Research Data at Cambridge – highlights of the year so far

By Dr Sacha Jones, Research Data Coordinator

This year we have continued, as always, to provide support and services for researchers to help with their research data management and open data practices. So far in 2020, we have approved more than 230 datasets into our institutional repository, Apollo. This includes Apollo’s 2000th dataset on the impact of health warning labels on snack selection, which represents a shining example of reproducible research, involving the full gamut: preregistration, and sharing of consent forms, code, protocols, data. There are other studies that have sparked media interest for which the data are also openly available in Apollo, such as the data supporting research that reports the development of a wireless device that can convert sunlight, carbon dioxide and water into a carbon-neutral fuel.
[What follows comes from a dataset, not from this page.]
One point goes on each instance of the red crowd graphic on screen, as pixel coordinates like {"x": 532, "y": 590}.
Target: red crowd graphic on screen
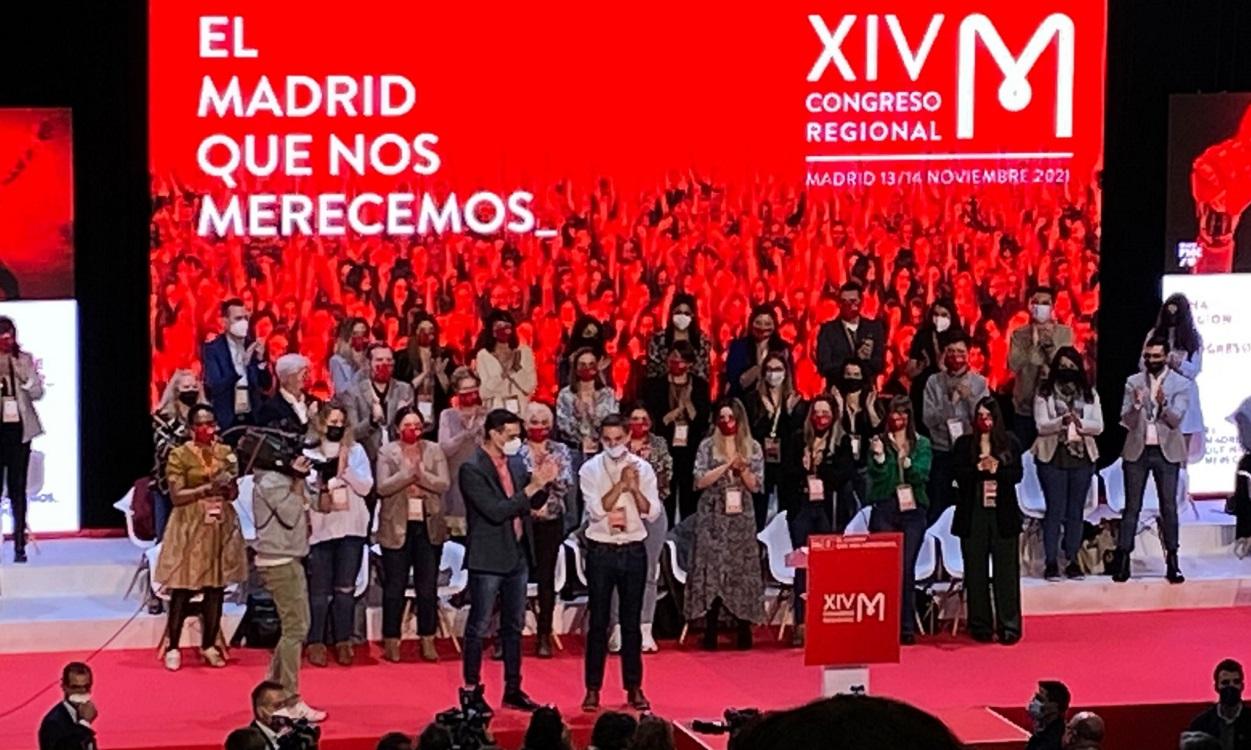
{"x": 691, "y": 170}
Or, data supporting a study that has used computational modelling to explain why blues and greens are the brightest colours in nature. Also, and in the year of COVID, a dataset was published in April on the ability of common fabrics to filter ultrafine particles, associated with an article in BMJ Open. Sharing data associated with publications is critical for the integrity of many disciplines and best practice in the majority of studies, but there is also an important responsibility of science communication in particular to bring research datasets to the forefront. This point was discussed eloquently this summer in a guest blog post in Unlocking Research by Itamar Shatz, a researcher and Cambridge Data Champion. Making datasets open permits their reuse, and if you have wondered how research data is reused and then read this comprehensive data sharing and reuse case study written by the Research Data team’s Dominic Dixon. This centres on the use and value of the Mammographic Image Society database, published in Apollo five years ago. 
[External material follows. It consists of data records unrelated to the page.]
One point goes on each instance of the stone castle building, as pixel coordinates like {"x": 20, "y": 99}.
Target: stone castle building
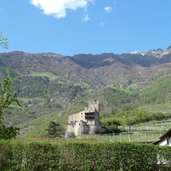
{"x": 84, "y": 122}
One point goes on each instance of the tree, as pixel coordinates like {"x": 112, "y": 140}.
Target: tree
{"x": 54, "y": 130}
{"x": 7, "y": 96}
{"x": 3, "y": 41}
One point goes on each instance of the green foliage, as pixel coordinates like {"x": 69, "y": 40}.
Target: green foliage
{"x": 8, "y": 132}
{"x": 158, "y": 92}
{"x": 7, "y": 95}
{"x": 133, "y": 115}
{"x": 3, "y": 41}
{"x": 54, "y": 130}
{"x": 81, "y": 156}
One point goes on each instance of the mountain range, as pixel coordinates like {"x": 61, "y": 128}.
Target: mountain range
{"x": 50, "y": 83}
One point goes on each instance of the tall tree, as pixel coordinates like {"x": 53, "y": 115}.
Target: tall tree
{"x": 7, "y": 95}
{"x": 3, "y": 41}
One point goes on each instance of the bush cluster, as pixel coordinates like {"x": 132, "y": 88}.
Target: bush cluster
{"x": 81, "y": 156}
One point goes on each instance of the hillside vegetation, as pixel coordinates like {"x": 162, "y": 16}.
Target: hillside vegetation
{"x": 133, "y": 88}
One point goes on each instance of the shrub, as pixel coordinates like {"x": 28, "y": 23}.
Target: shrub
{"x": 81, "y": 156}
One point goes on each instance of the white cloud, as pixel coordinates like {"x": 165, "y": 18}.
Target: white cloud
{"x": 86, "y": 18}
{"x": 57, "y": 8}
{"x": 108, "y": 9}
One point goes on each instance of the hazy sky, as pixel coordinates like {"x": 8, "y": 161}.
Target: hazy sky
{"x": 86, "y": 26}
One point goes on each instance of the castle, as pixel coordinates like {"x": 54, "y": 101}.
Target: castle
{"x": 84, "y": 122}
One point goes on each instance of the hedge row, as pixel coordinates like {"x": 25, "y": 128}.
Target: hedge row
{"x": 79, "y": 156}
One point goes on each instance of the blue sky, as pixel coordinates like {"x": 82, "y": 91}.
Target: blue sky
{"x": 71, "y": 27}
This year has seen the necessary move from our usual face-to-face Research Data Management (RDM) training to provision of training online. This has led us to produce an online training session in RDM, covering topics such as data organisation, storage, back up and sharing, as well as data management plans. This forms one component of a broader Research Skills Guide – an online course for Cambridge researchers on publishing, managing data, finding and disseminating research  – developed by Dr Bea Gini, the OSC’s training coordinator. We have also contributed to a ‘Managing your study resources’ CamGuide for Master’s students, providing guidance on how to work reproducibly. In collaboration with several University stakeholders we released last month new guidance on the use of electronic research notebooks (ERNs), providing information on the features of ERNs and guidance to help researchers select one that is suitable. 

At the start of this year we invited members of the University to apply to become Data Champions, joining the pre-existing community of 72 Data Champions. The 2020 call was very successful, with us welcoming 56 new Data Champions to the programme. The community has expanded this year, not only in terms of numbers of volunteers but also in terms of disciplinary focus, where there are now Data Champions in several areas of the arts, humanities and social sciences in particular where there were none previously. During this year, we have held forums in person and then online, covering themes such as how to curate manual research records, ideas for RDM guidance materials, data management in the time of coronavirus, and data practices in the arts and humanities and how these can be best supported. We look forward to further supporting and advocating the fantastic work of the Cambridge Data Champions in the months and years to come.